Uygulanan bu maddi ve manevi zulüm, baskı Fatıma annemizi yorgun düşürdü, hastalandı.
Ensar ve Muhacir hanımları, O'nu ziyarete gittiler. Fatıma Annemiz, onlara şöyle hitap etti:
'Müslümanlar, Ali'de ne hata buldular ki, halifeliği onun elinden alıp başkasına verdiler?
Evet, Allah'a yemin ederim ki Ali'nin keskin kılıcı, azimli ve yolundan dönmez adımları ve uygulamada hiçbir müsamaha ve ayrıcalık tanımaması, ilahi ahkâm konusundaki bilgisi, Müslümanlara hoş gelmedi.
Ama Allah'a ant olsun Hz. Resulullah (s.a.a.v)'in Müslümanların idaresini kendisinden sonra ona bıraktığı gibi onlar da, ona bıraksaydı Ali, İslam ümmetini ifrat ve tefrite düşmeksizin idare ederdi.
Çünkü Ali risaletin dayanağı, nübüvvetin sağlam beli ve dinle, dünya işlerinin bilgesidir.
Şunu bilin ki İslam ümmeti bu işte apaçık kendi zararına olacak şekilde davrandı.
Allah'a yemin ederim ki Müslümanlar, Ali'nin yöneteceği bir hilafette eziyete uğramaz, sıkıntıya düşmezlerdi.
Ali, onları adalet ve bilgi pınarına doğru götürür ve doyasıya susuzluklarını giderirdi (herkes Hz. Ali'nin ilminden faydalanmış olurdu). Yerin ve göğün bereketleri Müslümanlara açılıverirdi o zaman!
Sözlerime iyi kulak verin ve bu duyduklarınızı sakın unutmayın: Daha nice şaşırtıcı şeyler göreceksiniz, bekleyin hele!
Bu işte hangi delil ve karineyle davrandı onlar? Neye dayanarak yaptılar bunu? Cesur ve iş bilir bir uzmanı bırakıp korkak ve iş bilmez birine sarıldılar.

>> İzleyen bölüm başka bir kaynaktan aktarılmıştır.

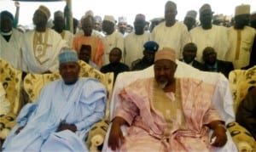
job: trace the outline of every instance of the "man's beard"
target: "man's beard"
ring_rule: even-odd
[[[159,82],[158,85],[160,88],[164,89],[166,87],[167,83],[168,83],[167,82],[161,82],[161,83]]]

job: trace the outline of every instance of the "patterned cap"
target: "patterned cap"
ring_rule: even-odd
[[[211,8],[210,4],[208,4],[208,3],[203,4],[203,6],[201,6],[201,7],[200,8],[199,12],[200,12],[200,14],[201,14],[201,13],[202,13],[203,11],[205,11],[205,10],[209,10],[209,11],[212,12],[212,8]]]
[[[50,12],[49,12],[49,8],[46,8],[46,6],[40,5],[39,8],[38,8],[38,10],[43,12],[45,14],[47,20],[49,20],[49,18],[50,16]]]
[[[176,62],[176,53],[174,49],[170,48],[163,48],[154,54],[154,62],[161,59],[168,59]]]
[[[68,48],[63,48],[61,53],[59,54],[59,62],[60,65],[67,62],[79,63],[77,52]]]
[[[159,48],[158,43],[156,43],[154,41],[148,41],[144,43],[144,50],[149,51],[149,52],[156,52]]]
[[[112,15],[105,15],[103,20],[110,21],[115,25],[115,20],[114,20],[113,16],[112,16]]]
[[[138,20],[142,20],[142,21],[145,21],[146,20],[146,17],[144,14],[137,14],[135,17],[135,20],[138,21]]]

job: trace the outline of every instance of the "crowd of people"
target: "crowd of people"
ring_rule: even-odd
[[[19,8],[20,5],[16,3],[16,7]],[[256,65],[256,12],[250,14],[249,5],[239,5],[234,8],[235,16],[228,22],[222,14],[213,16],[211,5],[205,3],[199,11],[188,11],[184,20],[181,22],[176,19],[177,10],[174,2],[167,1],[163,9],[164,19],[156,18],[150,23],[147,21],[145,14],[137,14],[133,26],[128,25],[124,16],[116,20],[113,15],[106,14],[102,20],[89,10],[80,20],[73,19],[73,32],[65,30],[63,11],[56,10],[53,15],[53,25],[49,25],[51,14],[44,5],[40,5],[34,12],[32,21],[35,27],[29,31],[17,28],[17,14],[14,17],[6,10],[1,11],[0,58],[23,71],[23,77],[26,73],[56,71],[62,76],[61,81],[51,83],[42,91],[35,104],[26,105],[21,110],[18,116],[19,124],[4,143],[3,150],[21,149],[20,147],[23,150],[65,150],[66,148],[81,146],[78,141],[84,140],[84,132],[88,132],[93,123],[103,117],[106,91],[95,80],[79,78],[79,59],[103,73],[113,72],[114,80],[120,72],[141,70],[154,66],[154,78],[137,81],[121,91],[120,96],[124,101],[112,120],[113,124],[108,140],[112,149],[120,149],[125,151],[132,148],[131,150],[207,150],[212,149],[211,146],[225,145],[227,137],[226,130],[223,127],[224,121],[214,107],[209,104],[211,95],[206,95],[212,94],[214,87],[200,83],[201,90],[198,90],[197,93],[202,93],[199,96],[206,97],[202,97],[204,100],[200,100],[201,102],[196,100],[193,103],[206,105],[203,110],[195,111],[204,114],[201,117],[191,117],[189,113],[181,110],[185,106],[185,101],[179,95],[186,90],[188,84],[199,82],[194,79],[176,79],[176,59],[200,70],[221,72],[226,78],[233,70],[253,67]],[[16,14],[19,13],[19,8],[16,11]],[[196,21],[197,14],[199,23]],[[93,89],[87,88],[87,85],[93,86]],[[60,93],[49,96],[48,93],[56,93],[52,89],[57,87],[61,90]],[[142,92],[137,92],[136,88],[143,88],[143,95],[148,99],[141,97]],[[90,90],[91,94],[80,92],[83,89],[86,92]],[[135,93],[131,93],[132,91]],[[73,94],[81,96],[81,99],[69,99],[69,95]],[[166,98],[160,99],[163,97]],[[60,99],[55,101],[56,99],[67,100],[69,104],[64,108],[71,110],[67,109],[64,112],[61,110],[61,107],[58,105],[61,105],[61,103],[51,105],[53,101],[63,102]],[[152,101],[149,99],[153,99]],[[140,99],[144,99],[145,104],[138,104]],[[149,105],[150,102],[154,104]],[[76,104],[74,105],[70,103]],[[45,107],[50,111],[45,111]],[[148,111],[151,109],[154,110]],[[83,113],[78,114],[83,110]],[[169,118],[166,111],[169,111],[168,115],[172,118]],[[76,117],[79,115],[79,117]],[[151,115],[150,120],[150,120],[148,121],[148,115]],[[49,116],[50,119],[46,119]],[[55,119],[58,120],[55,121]],[[186,121],[188,119],[201,121],[195,124],[189,123]],[[35,128],[35,124],[42,123],[42,120],[48,127]],[[120,146],[119,140],[124,142],[120,126],[124,124],[132,124],[135,127],[130,130],[126,143]],[[252,126],[250,127],[253,128]],[[212,144],[206,142],[208,129],[213,130],[212,138],[214,136],[216,138]],[[65,130],[77,132],[79,136],[61,132]],[[57,133],[53,133],[55,132]],[[148,132],[153,132],[148,135]],[[42,134],[39,135],[38,132]],[[133,135],[137,135],[138,132],[142,135],[141,139],[148,143],[142,145],[134,143],[137,136]],[[173,133],[173,137],[177,138],[171,135]],[[200,140],[192,139],[197,136],[201,137]],[[58,145],[52,145],[51,142],[56,137],[71,138],[73,139],[72,142],[77,142],[77,144],[67,146],[61,142]],[[186,143],[187,139],[189,142]],[[30,143],[23,144],[19,142],[21,140]],[[194,149],[195,142],[198,146]],[[86,150],[84,146],[77,150]],[[61,149],[58,149],[60,147]]]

Yolu bilip de, diğerlerine de doğru yolu gösterenin mi yoksa yolu bilmeyen ve kılavuzluğa ihtiyacı olanın mı, halkı yönetmeye daha lâyık olduğunu bilmeyen şu güruha yazıklar olsun!
Ne oldu sizlere böyle? Nasıl vardınız bu hükme?
Evet! Müslümanların yaptığı bu iş, tıpkı gebe devenin durumu gibidir... Bekleyin hele, yakında doğuracak; o zaman süt yerine kâse kâse kan ve öldürücü zehir sağacaksınız!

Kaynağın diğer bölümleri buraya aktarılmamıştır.